Just like a programming language, there are some reserved characters in regular expression syntax, as follows:

  • [
  • ( and )
  • \
  • *
  • +
  • ?
  • { and }
  • ^
  • $
  • .
  • | (pipe)
  • /

These characters are used for advanced pattern matching. If you want to search for one of these characters, you need to escape it with a backslash. For example, to search for all periods in a block of text, the pattern is not . but rather \..

Each environment, be it Python, Perl, Java, C#, Ruby or whatever, has special nuances in its implementation of regular expressions. And Swift is no exception!

Both Objective-C and Swift require you to escape special characters in literal strings (i.e., precede them by a backslash \ character). One such special character is the backslash itself! Since the patterns used to create a regular expression are also strings, this creates an added complication in that you need to escape the backslash character when working with String and NSRegularExpression.

That means the standard regular expression \. will appear as \\. in your Swift (or Objective-C) code.

To clarify the above concept in point form:

  • The literal "\\." defines a string that looks like this: \.
  • The regular expression \. will then match a single period character.

Capturing parentheses are used to group part of a pattern. For example, 3 (pm|am) would match the text “3 pm” as well as the text “3 am”. The pipe character here (|) acts like an OR operator. You can include as many pipe characters in your regular expression as you would like. As an example, (Tom|Dick|Harry) is a valid pattern that matches any of those three names.

Grouping with parentheses comes in handy when you need to optionally match a certain text string. Say you are looking for “November” in some text, but it’s possible the user abbreviated the month as “Nov”. You can define the pattern as Nov(ember)? where the question mark after the capturing parentheses means that whatever is inside the parentheses is optional.

These parentheses are called “capturing” because they capture the matched content and allow you reference it in other places in your regular expression.

As an example, assume you have the string “Say hi to Harry”. If you created a search-and-replace regular expression to replace any occurrences of (Tom|Dick|Harry) with that guy $1, the result would be “Say hi to that guy Harry”. The $1 allows you to reference the first captured group of the preceding rule.

Capturing and non-capturing groups are somewhat advanced topics. You’ll encounter examples of capturing and non-capturing groups in the follow up tutorial.

Character classes represent a set of possible single-character matches.

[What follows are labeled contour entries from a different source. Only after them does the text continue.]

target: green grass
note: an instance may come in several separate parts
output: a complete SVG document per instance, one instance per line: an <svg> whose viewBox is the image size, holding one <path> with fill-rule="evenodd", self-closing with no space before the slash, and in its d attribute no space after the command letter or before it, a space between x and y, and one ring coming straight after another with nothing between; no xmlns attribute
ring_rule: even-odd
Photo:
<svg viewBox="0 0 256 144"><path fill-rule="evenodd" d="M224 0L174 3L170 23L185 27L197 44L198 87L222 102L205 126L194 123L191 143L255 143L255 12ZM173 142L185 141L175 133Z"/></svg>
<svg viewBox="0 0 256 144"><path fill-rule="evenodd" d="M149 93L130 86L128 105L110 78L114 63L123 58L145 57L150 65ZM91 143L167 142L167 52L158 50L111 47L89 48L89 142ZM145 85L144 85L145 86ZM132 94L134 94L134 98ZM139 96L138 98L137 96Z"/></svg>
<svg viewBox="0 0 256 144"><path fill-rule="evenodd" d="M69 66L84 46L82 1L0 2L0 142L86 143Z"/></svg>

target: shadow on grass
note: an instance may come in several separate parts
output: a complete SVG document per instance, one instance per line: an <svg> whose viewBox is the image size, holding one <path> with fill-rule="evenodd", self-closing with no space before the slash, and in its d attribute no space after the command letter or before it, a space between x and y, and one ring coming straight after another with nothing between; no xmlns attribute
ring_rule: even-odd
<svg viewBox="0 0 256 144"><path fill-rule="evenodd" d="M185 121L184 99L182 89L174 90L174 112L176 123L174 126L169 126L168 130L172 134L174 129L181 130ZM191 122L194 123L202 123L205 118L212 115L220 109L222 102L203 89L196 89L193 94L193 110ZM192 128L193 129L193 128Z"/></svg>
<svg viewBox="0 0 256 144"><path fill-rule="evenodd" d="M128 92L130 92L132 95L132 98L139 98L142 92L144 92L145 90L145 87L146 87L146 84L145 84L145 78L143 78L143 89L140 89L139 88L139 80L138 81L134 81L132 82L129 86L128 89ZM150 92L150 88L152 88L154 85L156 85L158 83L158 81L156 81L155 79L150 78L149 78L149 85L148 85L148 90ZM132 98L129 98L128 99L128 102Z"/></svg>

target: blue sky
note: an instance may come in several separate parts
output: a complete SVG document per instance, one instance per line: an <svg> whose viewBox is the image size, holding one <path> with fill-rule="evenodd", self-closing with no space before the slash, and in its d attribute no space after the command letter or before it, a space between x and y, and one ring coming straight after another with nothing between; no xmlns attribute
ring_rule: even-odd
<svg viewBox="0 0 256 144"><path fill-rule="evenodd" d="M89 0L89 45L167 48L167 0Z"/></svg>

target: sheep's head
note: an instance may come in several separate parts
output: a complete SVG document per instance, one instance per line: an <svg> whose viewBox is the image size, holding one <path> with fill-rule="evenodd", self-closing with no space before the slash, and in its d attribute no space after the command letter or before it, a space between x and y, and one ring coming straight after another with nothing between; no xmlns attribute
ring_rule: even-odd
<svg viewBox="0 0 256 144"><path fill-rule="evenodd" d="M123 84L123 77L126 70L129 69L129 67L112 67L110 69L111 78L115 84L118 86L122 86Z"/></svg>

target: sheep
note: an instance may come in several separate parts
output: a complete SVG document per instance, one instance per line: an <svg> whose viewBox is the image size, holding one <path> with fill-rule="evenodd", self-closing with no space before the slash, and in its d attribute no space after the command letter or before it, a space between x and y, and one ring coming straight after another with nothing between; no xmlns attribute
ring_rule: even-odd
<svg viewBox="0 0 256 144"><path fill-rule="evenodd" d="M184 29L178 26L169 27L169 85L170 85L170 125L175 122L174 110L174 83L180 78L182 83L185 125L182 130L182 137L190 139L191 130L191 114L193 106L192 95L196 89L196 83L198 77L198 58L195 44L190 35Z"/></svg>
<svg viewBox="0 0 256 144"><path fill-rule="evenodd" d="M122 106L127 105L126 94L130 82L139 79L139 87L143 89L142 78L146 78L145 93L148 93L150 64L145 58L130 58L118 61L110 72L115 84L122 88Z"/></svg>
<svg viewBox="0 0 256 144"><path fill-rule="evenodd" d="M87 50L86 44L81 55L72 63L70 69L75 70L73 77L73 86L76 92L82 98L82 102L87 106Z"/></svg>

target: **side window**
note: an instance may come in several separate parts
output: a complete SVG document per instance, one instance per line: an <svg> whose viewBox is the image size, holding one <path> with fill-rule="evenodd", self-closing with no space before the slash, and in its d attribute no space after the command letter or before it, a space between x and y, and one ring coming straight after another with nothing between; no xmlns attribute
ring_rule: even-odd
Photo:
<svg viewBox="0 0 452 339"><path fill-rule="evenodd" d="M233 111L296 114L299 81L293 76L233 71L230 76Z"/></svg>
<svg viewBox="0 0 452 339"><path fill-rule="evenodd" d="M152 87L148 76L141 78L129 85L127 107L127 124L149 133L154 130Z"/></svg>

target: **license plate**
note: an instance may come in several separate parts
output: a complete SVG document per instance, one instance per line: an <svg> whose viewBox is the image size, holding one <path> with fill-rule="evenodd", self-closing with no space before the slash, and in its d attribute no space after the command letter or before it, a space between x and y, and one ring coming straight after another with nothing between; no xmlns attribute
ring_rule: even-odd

Character classes appear between square brackets ([ and ]).

As an example, the regular expression t[aeiou] will match “ta”, “te”, “ti”, “to”, or “tu”. You can have as many character possibilities inside the square brackets as you like, but remember that any single character in the set will match. [aeiou] looks like five characters, but it actually means “a” or “e” or “i” or “o” or “u”.

You can also define a range in a character class if the characters appear consecutively. For example, to search for a number between 100 to 109, the pattern would be 10[0-9]. This returns the same results as 10[0123456789], but using ranges makes your regular expressions much cleaner and easier to understand.

But character classes aren’t limited to numbers — you can do the same thing with characters. For instance, [a-f] will match “a”, “b”, “c”, “d”, “e”, or “f”.

Character classes usually contain the characters you want to match, but what if you want to explicitly not match a character? You can also define negated character classes, which start with the ^ character. For example, the pattern t[^o] will match any combination of “t” and one other character except for the single instance of “to”.